Rick Miller (whom Vernon may remember from his side-splitting presentation MacHomer) single-handedly documents the music, culture, politics and events that formed the baby boom generation (1945 to 1969).
“When all the crooners were singing above love, what was going on in the world?” Miller questioned in his quest to, “figure out the DNA of my culture,” being a child of the baby boom.
“I wanted to explore it and one of my first vehicles was the turn of rock and roll.”
Born in 1970, Miller combines the events that shaped history, specifically that of three characters: his mom, dad and Lawrence, a black man from Chicago who lived through the civil rights movement.

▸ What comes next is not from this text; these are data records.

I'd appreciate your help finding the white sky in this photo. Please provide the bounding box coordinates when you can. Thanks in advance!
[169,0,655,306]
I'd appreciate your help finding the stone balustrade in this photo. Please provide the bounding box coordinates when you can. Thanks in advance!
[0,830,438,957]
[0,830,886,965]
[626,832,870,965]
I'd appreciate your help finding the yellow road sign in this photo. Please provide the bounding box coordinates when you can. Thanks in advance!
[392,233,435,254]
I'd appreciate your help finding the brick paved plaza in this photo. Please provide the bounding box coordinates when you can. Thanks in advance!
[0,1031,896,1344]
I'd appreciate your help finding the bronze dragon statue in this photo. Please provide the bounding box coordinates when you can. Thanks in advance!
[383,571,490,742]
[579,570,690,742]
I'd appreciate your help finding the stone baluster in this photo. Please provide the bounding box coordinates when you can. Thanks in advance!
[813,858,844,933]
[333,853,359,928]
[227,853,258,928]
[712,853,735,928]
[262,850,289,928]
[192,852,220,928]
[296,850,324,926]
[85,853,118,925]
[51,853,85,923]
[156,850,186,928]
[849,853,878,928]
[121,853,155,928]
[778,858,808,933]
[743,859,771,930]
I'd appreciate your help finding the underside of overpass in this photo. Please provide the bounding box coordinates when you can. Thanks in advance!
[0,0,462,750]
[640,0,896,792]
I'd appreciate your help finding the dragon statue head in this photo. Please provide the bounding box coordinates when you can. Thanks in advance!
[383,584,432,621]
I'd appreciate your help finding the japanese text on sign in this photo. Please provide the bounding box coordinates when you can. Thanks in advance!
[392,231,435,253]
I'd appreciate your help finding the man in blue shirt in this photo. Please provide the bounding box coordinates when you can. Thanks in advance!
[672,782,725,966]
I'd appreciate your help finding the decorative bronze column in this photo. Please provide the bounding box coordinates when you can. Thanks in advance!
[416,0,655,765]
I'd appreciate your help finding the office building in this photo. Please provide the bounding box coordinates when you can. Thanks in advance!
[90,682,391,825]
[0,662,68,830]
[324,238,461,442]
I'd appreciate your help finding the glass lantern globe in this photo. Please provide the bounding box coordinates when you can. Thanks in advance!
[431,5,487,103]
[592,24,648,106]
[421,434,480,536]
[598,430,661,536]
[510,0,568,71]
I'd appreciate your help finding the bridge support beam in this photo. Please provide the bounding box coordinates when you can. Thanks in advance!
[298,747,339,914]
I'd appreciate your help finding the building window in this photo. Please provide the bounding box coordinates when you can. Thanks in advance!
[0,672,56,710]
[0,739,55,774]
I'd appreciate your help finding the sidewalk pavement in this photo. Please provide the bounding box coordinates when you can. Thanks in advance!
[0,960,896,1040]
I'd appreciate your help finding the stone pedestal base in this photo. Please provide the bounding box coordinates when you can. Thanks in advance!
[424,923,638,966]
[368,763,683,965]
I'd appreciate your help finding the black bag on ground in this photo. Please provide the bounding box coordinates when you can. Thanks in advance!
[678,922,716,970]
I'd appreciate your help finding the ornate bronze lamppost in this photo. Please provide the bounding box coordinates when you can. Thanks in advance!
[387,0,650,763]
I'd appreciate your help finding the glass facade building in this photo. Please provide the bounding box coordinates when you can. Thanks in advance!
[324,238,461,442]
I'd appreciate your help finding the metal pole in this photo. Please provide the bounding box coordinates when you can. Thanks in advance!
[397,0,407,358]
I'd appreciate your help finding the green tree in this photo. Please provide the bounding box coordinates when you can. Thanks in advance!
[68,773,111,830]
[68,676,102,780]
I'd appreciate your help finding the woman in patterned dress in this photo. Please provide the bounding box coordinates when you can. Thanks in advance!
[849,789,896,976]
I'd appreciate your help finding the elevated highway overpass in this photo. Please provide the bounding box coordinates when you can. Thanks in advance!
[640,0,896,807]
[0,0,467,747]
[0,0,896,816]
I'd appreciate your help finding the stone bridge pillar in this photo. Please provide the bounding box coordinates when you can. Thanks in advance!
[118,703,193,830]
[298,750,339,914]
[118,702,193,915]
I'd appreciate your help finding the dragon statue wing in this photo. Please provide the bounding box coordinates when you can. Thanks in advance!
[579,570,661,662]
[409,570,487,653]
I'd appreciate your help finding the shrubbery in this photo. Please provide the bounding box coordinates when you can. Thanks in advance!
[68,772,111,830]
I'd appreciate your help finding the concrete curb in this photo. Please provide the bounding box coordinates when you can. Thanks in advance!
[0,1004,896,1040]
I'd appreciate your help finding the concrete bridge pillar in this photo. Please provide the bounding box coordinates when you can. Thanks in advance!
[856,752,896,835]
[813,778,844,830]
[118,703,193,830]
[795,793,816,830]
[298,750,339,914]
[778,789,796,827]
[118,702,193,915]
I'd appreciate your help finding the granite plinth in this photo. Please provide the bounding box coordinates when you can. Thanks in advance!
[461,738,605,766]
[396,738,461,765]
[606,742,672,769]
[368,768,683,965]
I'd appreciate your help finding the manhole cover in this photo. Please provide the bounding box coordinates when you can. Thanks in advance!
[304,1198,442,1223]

“We see the beginning of the women’s rights movement through her (his mom’s) eyes, then in the ‘60s all hell breaks loose and all of a sudden they are watching TV and war was coming up.”
While proving to be a highly-entertaining history lesson, the show has a greater purpose.
“Sometimes looking back is not something we do very often,” Miller, of Toronto, points out.
But it’s the past that has shaped our future, he says, and is an essential part of who we are, whether we are Generation X, Y or Z.
“We have more in common than we like to think …and that is a very helpful reminder sometimes,” said Miller. “What I’m trying to do is evoke a lot of feelings and memories. I can show how all these things are connected.
“I am aiming it very much forward. History is very much a circle and cycle.”
Stepping into a time capsule, Miller brings history to life through puppetry, dancing, acting and dub.
“I do all the voices, over 100 in all,” said the dub master who is constantly immersed in media in the show.
“It’s part documentary, but I’d say it’s a performance more than an actual play. It’s a show, but it’s not just a jukebox musical.”
Miller creates a memorable evening, suitable for almost all ages (teens to senior), through the stories of triumph and tragedy that his three characters overcome.
“Boomers learn a hell of a lot when they watch this play.”
Everyone has their own personal stories, but it’s the big picture Miller is focused on. And he does so in a way that can bridge the gap between ages.
“It’s a show that can really bring generations together,” said Miller, who watched an 18-year-old attend his show and then shed a tear as he wished he had asked more of his grandparents before they passed.
“That’s part of this whole impulse, to learn where I come from,” said the husband and father of two.
Boom is also part of an even grander effort.
Following the show, there will be a talk-back, and attendees will be urged to share their stories at heritagemoments.ca
“People can go online and keep it going, continue and add their own story, develop our own tapestry of history.”
Boom is also a piece in Kidoons Network, an educational kids network.
Boom takes the Vernon and District Performing Arts Centre stage March 7 at 7:30 p.m. Tickets are $40 ($37 for seniors and $35 for students) and are available at ticketseller.ca or call 250-549-SHOW (7469).